In the end, I pull two cranks, I have no electronics, and I’m in the world of charter boats that circle in shallow water and I don’t catch any fish. I went up the Sheboygan River and was impressed with the way this town is laid out and saw dozens of fishermen tossing from the shore or soaking spawning bags in hopes the fall spawning chinook surge would end. do upstream.

Just before dark I lit my lantern and paddled out to sea with waves about one foot with one rod straight back and the other to my right on a planer board. For me, it is very obvious that I am the subject that is talked about the most on the water by other fishermen because I am like a dinosaur, my species is extinct.

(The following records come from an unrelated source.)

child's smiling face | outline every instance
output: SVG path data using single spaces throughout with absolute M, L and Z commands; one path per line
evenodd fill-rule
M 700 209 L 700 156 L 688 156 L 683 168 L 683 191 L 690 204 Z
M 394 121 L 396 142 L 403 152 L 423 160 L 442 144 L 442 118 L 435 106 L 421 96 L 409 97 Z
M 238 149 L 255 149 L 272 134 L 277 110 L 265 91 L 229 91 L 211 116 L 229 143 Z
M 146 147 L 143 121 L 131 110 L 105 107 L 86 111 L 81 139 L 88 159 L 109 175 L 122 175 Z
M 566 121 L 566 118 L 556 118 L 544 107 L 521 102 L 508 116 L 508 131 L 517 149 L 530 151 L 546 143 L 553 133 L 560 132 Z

Everything was perfect in my world, and I was in the fifth hour of paddling when, by God, I hit my number one goal and that is, I got hit on Pete’s crank. with the planer board. Before you get too excited you need to turn the canoe around and go down the wind, then beat your fish. I couldn’t have been happier when I landed a 5 pound coho near dark. I was so happy that I pulled out a cold can of Pabst Blue Ribbon from my cooler and watched the day turn into night.

I started paddling again in the hopes of having a 4 year old king but tonight that wasn’t supposed to be the case.

I had been on my knees for six hours when I got out of the canoe and hobbled over to the Chevy Hotel for a wonderful nap in the backseat. Late in the evening and I have to admit this time I was not very comfortable, there was a knock on my window and a flashlight on my face, a male and female Sheboygan cop wanted to know what I was doing. was doing. I told them to fish for salmon in my canoe and look in my cooler. They were very cool, and I want everyone to know that a year ago, when some fools were anti-cop, I was pro-cop and always will be.

I came back to shore in the dark and left the next morning in the dark except for my propane lamp. I really thought I would hold on to something big that would pull me miles off for several days, a fantasy I often have, but instead I put six more hours on my knees I hit shore, loaded and when I reached Fond du Lac I was so tired that I had to pull over like now and sleep in a parking lot in Culvers. Live until you die! Sunset.